Science Images that Border on Art

This year’s Wellcome Image Award winners pull at your “art” strings. The curious seek out the science behind them

A false-colored scanning electron micrograph (SEM) of caffeine crystals. “It is a bright, intricate image of something that most of us experience every day,” said James Cutmore, a picture editor at BBC Focus Magazine and a judge for the Wellcome Image Awards. Image by Annie Cavanagh, Wellcome Images.

So many images created in the name of science are brilliant works of art. Magnetic resonance imaging, for instance, produces beautiful reconstructions of the human brain, with all its neural tracts traced in different colors. And, when a geologist photographs a thin slice of peridotite, lit with polarized light, the sample resembles brightly-colored stained glass.

This idea of scientists seeing the artistry in their work certainly hasn’t been lost on Wellcome Images, the world’s leading collection of photographs, X-rays and illustrations chronicling the history of medicine. Each year, the Wellcome Image Awards celebrate the cream of the archive’s new crop of pictures, chosen, as Catherine Draycott, head of Wellcome Images, says, “for their scientific and technical merit as much as for their aesthetic appeal.”

This year’s batch of 16 winners, on display at the Wellcome Collection in London through December 31, depicts cancer cells, bacteria, the connective tissue from a person’s knee and even the surface of a living human’s brain.

“They offer people a chance to get closer to science and research and see it in a different way, as a source of beauty as well as providing important information about ourselves and the world around us,” added Draycott, in a press release.

Here is a sampling, with some scientific explanation to help identify what exactly it is that you are seeing.

Moth fly (Psychodidae). Image by Kevin MacKenzie, University of Aberdeen, Wellcome Images.

Kevin MacKenzie, who manages a microscopy facility at the University of Aberdeen in Scotland, found a moth fly on his kitchen wall. He decided to take a closer look at the fly under a scanning electron microscope and, in doing so, produced this somewhat menacing image (above). Moth flies, commonly referred to as drain flies, deposit their larvae in sink and bath drains. The flies grow and emerge from the drain, as this one likely did, when they reach adulthood. From anterior to posterior, this fly measures only four to five millimeters. But, under intense magnification, one can see the tiny hairs that cover the insect’s body.

A fluorescence micrograph of a chicken embryo’s vascular system. Image by Vincent Pasque, University of Cambridge, Wellcome Images.

To create this image of a chicken embryo, Vincent Pasque, now at the University of California, Los Angeles, cracked open part of an egg’s shell so that he could inject a fluorescent dye into the embryo’s vascular system. The embryo’s heart pumped the dye throughout the veins and arteries connecting it to the yolk sac. In the center, you can see the embryo’s brain, heart and slender body.

Cell Division. Image by Kuan-Chung Su, London Research Institute, Wellcome Images.

Here, thanks to time-lapse photography, one can see how a cancer cell undergoes mitosis, or cell division, over the course of 16 hours. The red blobs are the DNA in the HeLa cells, and the bright blue represents the cell membranes.

Intercranial recording for epilepsy. Image by Robert Ludlow, Wellcome Images.

This photograph of the surface of a human brain (selected as the grand prize winner) captures the intimate view that a neurosurgeon had while operating on an epileptic patient. “The arteries are bright scarlet with oxygenated blood, the veins deep purple and the ‘grey matter’ of the brain a flushed, delicate pink,” said Alice Roberts, an anatomist and one of the judges, in a press release. “It is quite extraordinary.”

Bacteria biofilm. Image by Fernan Federici & Jim Haseloff, Wellcome Images.

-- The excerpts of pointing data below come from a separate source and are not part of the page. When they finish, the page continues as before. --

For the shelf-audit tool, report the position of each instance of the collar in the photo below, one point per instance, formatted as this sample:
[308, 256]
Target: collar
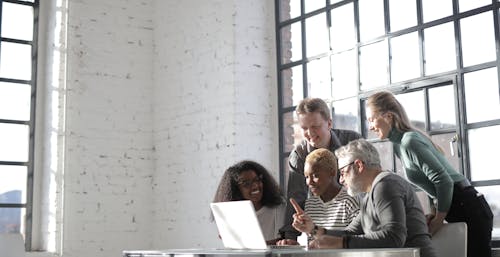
[334, 143]
[395, 135]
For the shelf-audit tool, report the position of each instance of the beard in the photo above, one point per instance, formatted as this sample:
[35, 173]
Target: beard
[353, 191]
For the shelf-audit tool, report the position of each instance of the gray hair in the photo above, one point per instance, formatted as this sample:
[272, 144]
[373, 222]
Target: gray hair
[360, 149]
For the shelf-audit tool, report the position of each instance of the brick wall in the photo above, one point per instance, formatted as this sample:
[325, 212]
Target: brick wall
[161, 97]
[109, 162]
[215, 104]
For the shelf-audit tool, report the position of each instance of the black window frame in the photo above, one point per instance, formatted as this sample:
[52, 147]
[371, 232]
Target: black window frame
[28, 221]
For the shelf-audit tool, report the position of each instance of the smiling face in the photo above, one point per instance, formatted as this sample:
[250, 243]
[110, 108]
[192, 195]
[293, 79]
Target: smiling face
[318, 179]
[316, 129]
[379, 123]
[251, 187]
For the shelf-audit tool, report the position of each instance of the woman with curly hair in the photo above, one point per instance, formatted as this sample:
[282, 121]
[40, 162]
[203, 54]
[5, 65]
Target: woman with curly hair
[248, 180]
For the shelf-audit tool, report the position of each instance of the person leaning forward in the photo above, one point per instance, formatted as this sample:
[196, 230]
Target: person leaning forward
[317, 128]
[390, 213]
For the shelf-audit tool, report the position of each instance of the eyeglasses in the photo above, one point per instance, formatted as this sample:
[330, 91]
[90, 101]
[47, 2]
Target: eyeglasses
[341, 173]
[249, 183]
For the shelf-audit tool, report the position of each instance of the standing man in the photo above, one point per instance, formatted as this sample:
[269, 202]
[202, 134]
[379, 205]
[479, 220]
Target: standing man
[316, 124]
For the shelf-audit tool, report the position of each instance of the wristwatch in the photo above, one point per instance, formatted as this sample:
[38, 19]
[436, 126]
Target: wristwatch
[314, 231]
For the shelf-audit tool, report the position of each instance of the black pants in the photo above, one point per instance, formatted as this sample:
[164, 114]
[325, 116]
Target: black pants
[470, 207]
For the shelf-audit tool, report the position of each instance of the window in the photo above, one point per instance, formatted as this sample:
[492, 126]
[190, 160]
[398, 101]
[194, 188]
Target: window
[428, 53]
[18, 62]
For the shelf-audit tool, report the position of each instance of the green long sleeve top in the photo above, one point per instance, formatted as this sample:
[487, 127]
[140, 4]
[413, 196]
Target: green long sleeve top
[425, 166]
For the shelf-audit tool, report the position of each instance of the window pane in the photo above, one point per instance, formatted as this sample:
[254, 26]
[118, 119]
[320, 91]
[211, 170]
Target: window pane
[405, 57]
[293, 89]
[14, 146]
[345, 114]
[442, 107]
[317, 35]
[13, 184]
[318, 76]
[481, 95]
[443, 140]
[478, 45]
[492, 195]
[481, 155]
[289, 9]
[384, 149]
[342, 31]
[403, 14]
[286, 169]
[439, 49]
[15, 101]
[11, 220]
[15, 61]
[314, 5]
[373, 65]
[344, 74]
[465, 5]
[17, 21]
[292, 133]
[413, 103]
[291, 44]
[371, 19]
[433, 10]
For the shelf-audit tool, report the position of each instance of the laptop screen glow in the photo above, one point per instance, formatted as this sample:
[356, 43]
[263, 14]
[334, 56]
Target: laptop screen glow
[238, 225]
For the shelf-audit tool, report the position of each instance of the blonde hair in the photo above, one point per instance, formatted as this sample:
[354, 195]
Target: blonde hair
[322, 159]
[385, 102]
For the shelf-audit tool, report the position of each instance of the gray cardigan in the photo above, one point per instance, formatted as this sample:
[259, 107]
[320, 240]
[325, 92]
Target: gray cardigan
[390, 217]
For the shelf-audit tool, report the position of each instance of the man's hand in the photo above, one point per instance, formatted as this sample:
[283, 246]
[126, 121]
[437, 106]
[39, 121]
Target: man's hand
[287, 242]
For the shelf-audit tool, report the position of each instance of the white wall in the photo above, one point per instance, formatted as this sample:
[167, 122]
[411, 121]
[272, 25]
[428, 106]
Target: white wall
[109, 162]
[161, 96]
[215, 104]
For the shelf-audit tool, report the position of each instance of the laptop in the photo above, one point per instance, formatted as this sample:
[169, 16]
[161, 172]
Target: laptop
[239, 227]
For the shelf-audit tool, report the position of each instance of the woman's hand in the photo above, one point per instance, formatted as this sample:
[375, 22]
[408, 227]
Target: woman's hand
[287, 242]
[327, 241]
[435, 222]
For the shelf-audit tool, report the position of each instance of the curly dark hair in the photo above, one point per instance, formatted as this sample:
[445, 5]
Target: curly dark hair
[228, 186]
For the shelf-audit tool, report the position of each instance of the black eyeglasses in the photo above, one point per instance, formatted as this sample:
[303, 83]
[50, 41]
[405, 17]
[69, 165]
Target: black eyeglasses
[341, 173]
[249, 183]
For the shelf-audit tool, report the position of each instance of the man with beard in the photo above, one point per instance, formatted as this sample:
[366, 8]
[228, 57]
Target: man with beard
[390, 213]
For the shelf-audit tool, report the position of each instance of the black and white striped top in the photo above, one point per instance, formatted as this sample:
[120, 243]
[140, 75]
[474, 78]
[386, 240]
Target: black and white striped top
[334, 214]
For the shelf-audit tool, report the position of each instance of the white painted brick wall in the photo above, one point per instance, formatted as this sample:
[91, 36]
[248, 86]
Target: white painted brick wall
[214, 105]
[109, 155]
[162, 96]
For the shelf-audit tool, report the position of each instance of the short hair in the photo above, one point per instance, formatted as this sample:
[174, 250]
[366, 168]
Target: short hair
[228, 189]
[322, 159]
[385, 102]
[362, 150]
[310, 105]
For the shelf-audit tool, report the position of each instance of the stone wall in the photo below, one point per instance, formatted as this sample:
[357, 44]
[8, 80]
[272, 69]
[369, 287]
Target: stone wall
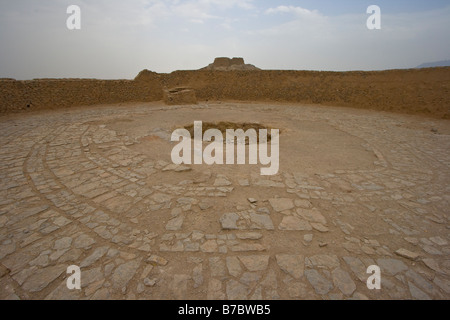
[54, 93]
[425, 91]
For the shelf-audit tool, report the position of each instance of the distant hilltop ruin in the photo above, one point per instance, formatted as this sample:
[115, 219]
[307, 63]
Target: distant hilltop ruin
[227, 64]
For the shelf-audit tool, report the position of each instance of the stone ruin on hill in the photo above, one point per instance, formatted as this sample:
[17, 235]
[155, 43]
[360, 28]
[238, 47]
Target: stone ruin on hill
[180, 95]
[227, 64]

While this may look like a Pointillist painting, it is actually a colony of bacteria growing on a petri dish. Each dot is an individual bacterium, called Bacillus subtilis, and the red, lime green and royal and sky blues represent different lineages. The researchers mixed all of the colors together, at first, but, as the bacteria grew, they reconfigured themselves into mathematically predictable patterns.

Loperamide crystals under a scanning electron microscope. Image by Annie Cavanagh, Wellcome Images.

The mesmerizing beauty of this pink, spiky, bur-looking thing might be tainted when you hear the story behind it. What you are looking at is loperamide, a drug used to treat diarrhea. Loperamide targets the nerve fibers in the large intestine, slowing down the movement of the intestine and thereby the food passing through it. As a result, there is more time for some of the water in the food to be reabsorbed into the body.

Lavender leaf under a scanning electron microscope. Image by Annie Cavanagh, Wellcome Images.

This is a close-up of a lavender leaf, enhanced with bright colors. The green spikes are hair-like growths on the surface of the leaf, called non-glandular trichomes; the orange spheres are glandular trichomes, which contain the shrub’s fragrant oil.